If they get it right, the next decade of AI rules will not look like the trade rules of the twentieth century, written by a few large states for everyone else. They will look like something stranger and more democratic. Rules written by the countries that had the least to lose, the most to learn, and the most reason to listen.
I find that hopeful. And rare.
References
G42. (2025, May 22). Global Tech Alliance Launches Stargate UAE. Retrieved from https://www.g42.ai/resources/news/global-tech-alliance-launches-stargate-uae
UAE Ministry of Cabinet Affairs. (2018).
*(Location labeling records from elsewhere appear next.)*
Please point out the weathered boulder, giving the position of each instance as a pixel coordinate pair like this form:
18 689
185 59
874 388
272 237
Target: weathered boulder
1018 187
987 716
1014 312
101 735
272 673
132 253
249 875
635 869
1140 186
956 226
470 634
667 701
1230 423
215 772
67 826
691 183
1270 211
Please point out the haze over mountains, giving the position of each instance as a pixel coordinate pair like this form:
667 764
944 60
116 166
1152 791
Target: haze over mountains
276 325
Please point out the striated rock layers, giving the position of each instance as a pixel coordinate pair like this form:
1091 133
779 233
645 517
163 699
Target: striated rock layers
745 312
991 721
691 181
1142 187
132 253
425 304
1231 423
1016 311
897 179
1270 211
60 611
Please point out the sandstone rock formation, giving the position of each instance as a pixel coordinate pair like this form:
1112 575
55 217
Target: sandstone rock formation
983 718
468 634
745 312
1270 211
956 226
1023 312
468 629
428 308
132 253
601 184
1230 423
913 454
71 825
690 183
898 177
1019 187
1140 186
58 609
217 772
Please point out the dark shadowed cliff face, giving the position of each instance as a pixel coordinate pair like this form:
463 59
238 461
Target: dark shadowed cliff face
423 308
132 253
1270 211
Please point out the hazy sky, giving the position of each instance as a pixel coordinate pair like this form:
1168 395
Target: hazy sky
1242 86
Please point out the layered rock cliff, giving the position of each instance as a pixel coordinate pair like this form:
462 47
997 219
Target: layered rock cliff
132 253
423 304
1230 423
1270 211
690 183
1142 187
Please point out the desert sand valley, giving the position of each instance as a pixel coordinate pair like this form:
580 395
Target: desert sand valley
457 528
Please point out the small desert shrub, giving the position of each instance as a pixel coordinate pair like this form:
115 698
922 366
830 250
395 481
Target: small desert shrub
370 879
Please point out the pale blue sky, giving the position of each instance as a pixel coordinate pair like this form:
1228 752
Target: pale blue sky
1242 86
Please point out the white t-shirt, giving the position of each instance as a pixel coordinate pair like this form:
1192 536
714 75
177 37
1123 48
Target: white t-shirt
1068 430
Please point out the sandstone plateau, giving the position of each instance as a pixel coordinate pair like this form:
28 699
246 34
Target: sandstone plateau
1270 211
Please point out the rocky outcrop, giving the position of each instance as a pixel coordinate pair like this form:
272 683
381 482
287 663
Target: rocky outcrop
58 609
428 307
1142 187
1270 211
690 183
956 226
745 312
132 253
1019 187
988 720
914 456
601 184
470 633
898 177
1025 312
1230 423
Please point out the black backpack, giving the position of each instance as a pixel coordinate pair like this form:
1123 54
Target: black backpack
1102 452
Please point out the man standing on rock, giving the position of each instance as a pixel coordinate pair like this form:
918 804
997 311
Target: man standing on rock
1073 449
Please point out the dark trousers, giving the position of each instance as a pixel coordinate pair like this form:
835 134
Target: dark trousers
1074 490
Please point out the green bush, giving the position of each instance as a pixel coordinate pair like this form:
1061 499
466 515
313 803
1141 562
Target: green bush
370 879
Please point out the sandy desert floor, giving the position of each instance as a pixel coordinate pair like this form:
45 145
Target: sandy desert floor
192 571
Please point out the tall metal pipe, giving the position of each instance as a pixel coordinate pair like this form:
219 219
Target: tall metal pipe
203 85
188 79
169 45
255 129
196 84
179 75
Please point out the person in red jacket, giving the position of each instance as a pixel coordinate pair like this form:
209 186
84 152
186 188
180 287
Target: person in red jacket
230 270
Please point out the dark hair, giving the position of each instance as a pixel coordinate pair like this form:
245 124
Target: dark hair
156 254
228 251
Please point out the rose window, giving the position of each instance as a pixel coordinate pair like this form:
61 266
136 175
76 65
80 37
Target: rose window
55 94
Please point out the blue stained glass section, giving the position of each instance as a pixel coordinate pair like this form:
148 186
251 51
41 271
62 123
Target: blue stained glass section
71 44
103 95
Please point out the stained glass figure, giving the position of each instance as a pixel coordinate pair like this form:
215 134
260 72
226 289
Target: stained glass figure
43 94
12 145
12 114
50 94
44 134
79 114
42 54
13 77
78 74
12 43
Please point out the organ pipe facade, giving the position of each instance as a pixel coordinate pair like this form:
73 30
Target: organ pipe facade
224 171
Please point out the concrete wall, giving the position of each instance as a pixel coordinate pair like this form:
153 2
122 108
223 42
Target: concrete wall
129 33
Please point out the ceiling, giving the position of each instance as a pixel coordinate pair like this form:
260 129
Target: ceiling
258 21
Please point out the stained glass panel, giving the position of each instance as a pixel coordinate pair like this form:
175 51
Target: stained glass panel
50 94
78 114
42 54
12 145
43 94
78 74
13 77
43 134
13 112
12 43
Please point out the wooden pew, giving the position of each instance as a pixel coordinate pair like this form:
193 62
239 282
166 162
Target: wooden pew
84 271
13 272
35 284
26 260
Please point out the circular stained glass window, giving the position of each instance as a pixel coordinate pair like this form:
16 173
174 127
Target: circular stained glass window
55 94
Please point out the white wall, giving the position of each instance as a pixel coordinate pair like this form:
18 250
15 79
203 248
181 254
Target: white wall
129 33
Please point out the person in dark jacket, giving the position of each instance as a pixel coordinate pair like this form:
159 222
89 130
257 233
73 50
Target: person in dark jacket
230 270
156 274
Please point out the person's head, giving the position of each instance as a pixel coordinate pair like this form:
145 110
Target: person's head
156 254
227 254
UAE National Strategy for Artificial Intelligence 2031. Retrieved from https://ai.gov.ae
United Nations. (2024, September 22). Pact for the Future, including the Global Digital Compact. A/RES/79/1.
United Nations General Assembly. (2025, August 26). Modalities Resolution on the Global Dialogue on AI Governance and the Independent International Scientific Panel on AI. A/RES/79/325.
United Nations. (2026, February 12). Statement by the Secretary-General upon the appointment of the members of the Independent International Scientific Panel on AI. Retrieved from https://press.un.org/en/2026/sgsm23016.doc.htm
United Nations. (2026). Global Dialogue on AI Governance: Frequently Asked Questions. Retrieved from https://www.un.org/global-dialogue-ai-governance/en/faq
CSIS. (2026). The United Arab Emirates' AI Ambitions. Retrieved from https://www.csis.org/analysis/united-arab-emirates-ai-ambitions
UAE Permanent Mission to the United Nations. (2025, October). Statement to the Third Committee of the UN General Assembly. New York.